Description:
Given a stack which can keep M numbers at most. Push N numbers in the order of 1, 2, 3, …, N and pop randomly. You are supposed to tell if a given sequence of numbers is a possible pop sequence of the stack. For example, if M is 5 and N is 7, we can obtain 1, 2, 3, 4, 5, 6, 7 from the stack, but not 3, 2, 1, 7, 5, 6, 4.
Input Specification:
Each input file contains one test case. For each case, the first line contains 3 numbers (all no more than 1000): M (the maximum capacity of the stack), N (the length of push sequence), and K (the number of pop sequences to be checked). Then K lines follow, each contains a pop sequence of N numbers.
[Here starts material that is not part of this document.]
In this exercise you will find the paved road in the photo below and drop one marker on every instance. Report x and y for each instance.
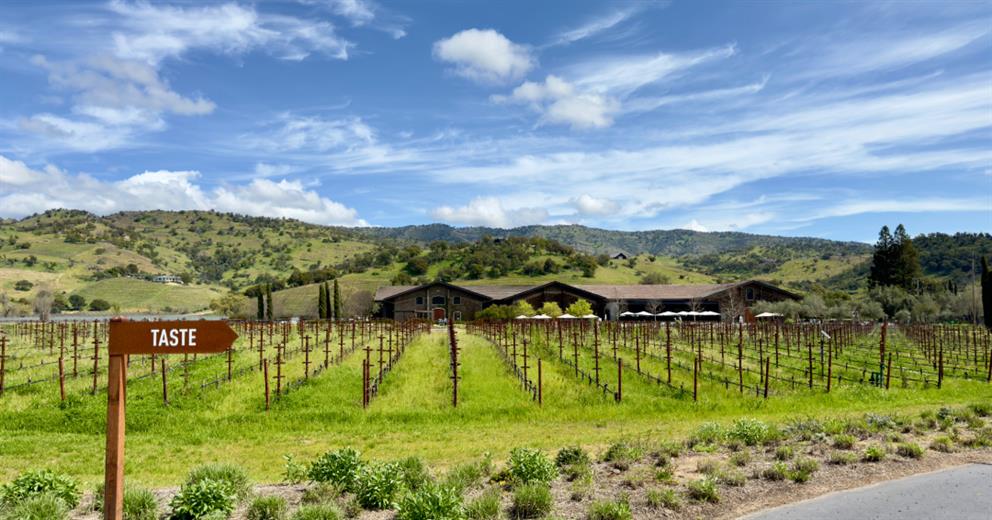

All the numbers in a line are separated by a space.
Output Specification:
For each pop sequence, print in one line “YES” if it is indeed a possible pop sequence of the stack, or “NO” if not.
Sample Input:
5 7 5
1 2 3 4 5 6 7
3 2 1 7 5 6 4
7 6 5 4 3 2 1
5 6 4 3 7 2 1
1 7 6 5 4 3 2
Sample Output:
YES
NO
NO
YES
NO
//NKW 甲级真题1040
#pragma warning(disable:4996)
#include <stdio.h>
#include <stdlib.h>
#include <vector>
#include <stack>
using namespace std;
stack<int> st;
vector<int> vi;
bool check(int m, int n){
while (!st.empty()) st.pop();
int cnt = 0;
for (int i = 1; i <= n; i++){
st.push(i);
if (st.size() > m) return false;
while (st.size() && st.top() == vi[cnt]){
st.pop();
cnt++;
}
}
if (cnt < n) return false;
else return true;
}
int main(){
int m, n, k, num;
scanf("%d %d %d", &m, &n, &k);
for (int i = 0; i < k; i++){
for (int j = 0; j < n; j++){
scanf("%d", &num);
vi.push_back(num);
}
if (check(m, n)) printf("YES\n");
else printf("NO\n");
vi.clear();
}
system("pause");
return 0;
}